The role of economics in the energy business is continuing to increase, whether you’re selling kilowatt-hours or combined cycle power plants, in both competitive and regulated markets, according to Steven Oltmanns, principal consultant with GE Energy’s Power Economics team.
Understanding basic economic principles and how they apply to the issues of today, from climate change to competitive advantage, will only help your career, Oltmanns said. He will present Utility Economics and Power Systems Operation on Oct. 19-22 as part of GE Energy’s Power Systems and Energy Course (PSEC) in Schenectady, New York.
Utility Economics will focus on the economic forces that drive utility decisions. It will explore the structure of the utility business and focus on profitable utility operations, for both ratepayers and shareholders. This course will describe how utility management makes cost revenue decisions and optimizes power system economics based on those decisions. Participants will attain a basic knowledge of generation economics to meet power system demand and will learn the impact of transmission and security constrained dispatch. This course will also provide a general overview of operational costs including fuel and how these prices impact utility economics.

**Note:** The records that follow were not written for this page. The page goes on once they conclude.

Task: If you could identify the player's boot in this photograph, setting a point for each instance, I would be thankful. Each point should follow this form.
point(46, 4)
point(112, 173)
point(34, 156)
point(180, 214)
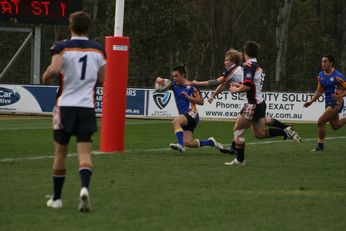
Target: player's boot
point(84, 200)
point(292, 134)
point(229, 150)
point(177, 147)
point(236, 162)
point(216, 144)
point(55, 204)
point(319, 148)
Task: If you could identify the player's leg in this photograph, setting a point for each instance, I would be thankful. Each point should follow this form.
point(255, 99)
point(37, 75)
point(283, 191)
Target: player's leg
point(189, 141)
point(85, 170)
point(289, 132)
point(178, 123)
point(335, 121)
point(327, 115)
point(85, 127)
point(61, 140)
point(239, 130)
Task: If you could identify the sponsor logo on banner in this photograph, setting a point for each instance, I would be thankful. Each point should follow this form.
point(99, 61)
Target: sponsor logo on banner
point(161, 104)
point(162, 99)
point(8, 96)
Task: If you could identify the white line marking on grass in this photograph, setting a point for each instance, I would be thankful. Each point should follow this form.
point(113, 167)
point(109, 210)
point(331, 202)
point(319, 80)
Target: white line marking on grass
point(152, 150)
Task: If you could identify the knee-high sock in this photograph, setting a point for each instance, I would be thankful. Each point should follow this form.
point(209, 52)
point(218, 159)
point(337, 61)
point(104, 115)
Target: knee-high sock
point(58, 183)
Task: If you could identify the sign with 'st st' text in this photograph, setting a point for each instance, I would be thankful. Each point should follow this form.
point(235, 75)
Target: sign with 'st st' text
point(39, 11)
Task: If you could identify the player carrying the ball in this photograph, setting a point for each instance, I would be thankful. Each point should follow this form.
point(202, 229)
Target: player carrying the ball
point(186, 97)
point(333, 84)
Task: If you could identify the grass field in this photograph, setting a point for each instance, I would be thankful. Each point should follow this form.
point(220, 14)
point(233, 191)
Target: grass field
point(284, 185)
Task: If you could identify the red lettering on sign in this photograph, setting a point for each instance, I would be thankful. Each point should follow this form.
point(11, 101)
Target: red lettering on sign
point(16, 2)
point(46, 7)
point(40, 7)
point(6, 7)
point(62, 7)
point(36, 9)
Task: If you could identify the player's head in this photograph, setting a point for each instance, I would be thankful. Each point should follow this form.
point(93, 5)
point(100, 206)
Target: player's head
point(327, 62)
point(251, 49)
point(232, 56)
point(80, 23)
point(179, 73)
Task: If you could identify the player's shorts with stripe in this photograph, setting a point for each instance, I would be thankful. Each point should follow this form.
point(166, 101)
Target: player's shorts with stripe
point(338, 106)
point(254, 112)
point(192, 120)
point(78, 121)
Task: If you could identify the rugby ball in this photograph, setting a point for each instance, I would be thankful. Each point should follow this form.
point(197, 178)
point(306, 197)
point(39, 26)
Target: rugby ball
point(164, 85)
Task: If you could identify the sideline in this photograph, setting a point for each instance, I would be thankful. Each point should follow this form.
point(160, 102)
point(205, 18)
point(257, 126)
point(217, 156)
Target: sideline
point(6, 160)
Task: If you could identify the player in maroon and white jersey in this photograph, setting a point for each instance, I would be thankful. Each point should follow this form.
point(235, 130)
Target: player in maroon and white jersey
point(253, 113)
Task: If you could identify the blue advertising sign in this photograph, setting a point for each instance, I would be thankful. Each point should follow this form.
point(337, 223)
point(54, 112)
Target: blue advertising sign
point(135, 101)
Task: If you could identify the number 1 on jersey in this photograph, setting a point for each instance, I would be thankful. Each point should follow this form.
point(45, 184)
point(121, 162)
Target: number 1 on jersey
point(83, 60)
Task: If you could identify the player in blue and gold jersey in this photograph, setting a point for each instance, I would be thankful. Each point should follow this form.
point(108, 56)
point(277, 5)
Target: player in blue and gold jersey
point(186, 98)
point(333, 84)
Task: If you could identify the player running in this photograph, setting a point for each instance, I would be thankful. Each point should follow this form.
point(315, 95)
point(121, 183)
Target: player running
point(80, 63)
point(333, 84)
point(235, 74)
point(186, 98)
point(253, 113)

Oltmanns specializes in building and using complex economic models and systems to perform comprehensive analysis in areas such as power generation plant analysis, resource and corporate planning, economic and financial analysis, and regulatory strategy and implementation
He has held a variety of positions since 1980 that have all involved economic analysis in one form or another, including rates, pricing and structuring, regulatory and policy analysis, and integrated resource planning. His current position with GE Energy allows him to take advantage of this diversity of experience, and help solve a range of problems from different perspectives. This experience also helps him to present and explain various subjects within the area of utility economics from different perspectives, connecting with students who have a variety of technical backgrounds.
Oltmanns wants students to learn that there are no black and white answers to many economics problems.
“There are often many unknowns, even more assumptions, and a variety of factors or variables that are changing,” he said “The ability to properly define and analyze a problem using economic theory, tools and techniques can often be more of an art than a science.”
A series of related events and career growth opportunities lead him to economics and his position at GE Energy. His first career opportunity was in utility distribution operations, followed by graduate studies in economics, which led to an economist position with a state regulatory agency. Then he came to a rates and regulatory position with an investor-owned utility, and so on.
“Each position I have held was related in some shape or form to the prior position, which evolved into new opportunities,” Oltmanns said.
He enjoys having the ability and flexibility to work on a variety of different projects or problem, which helps him keep his interest and energy level high, and also continues to broaden his skill set.
“Extended periods of focus on a particular subject or issue often causes individuals to narrow their focus and lose the ability to expand their creative thinking ability,” Oltmanns said
When he can, Oltmanns tries to spend time outdoors. “When I can't, I enjoy reading and I'm always on the lookout for new books to enjoy,” he said. “Lately, my interest has been geared toward American history (much more interesting now than when I was in high school).”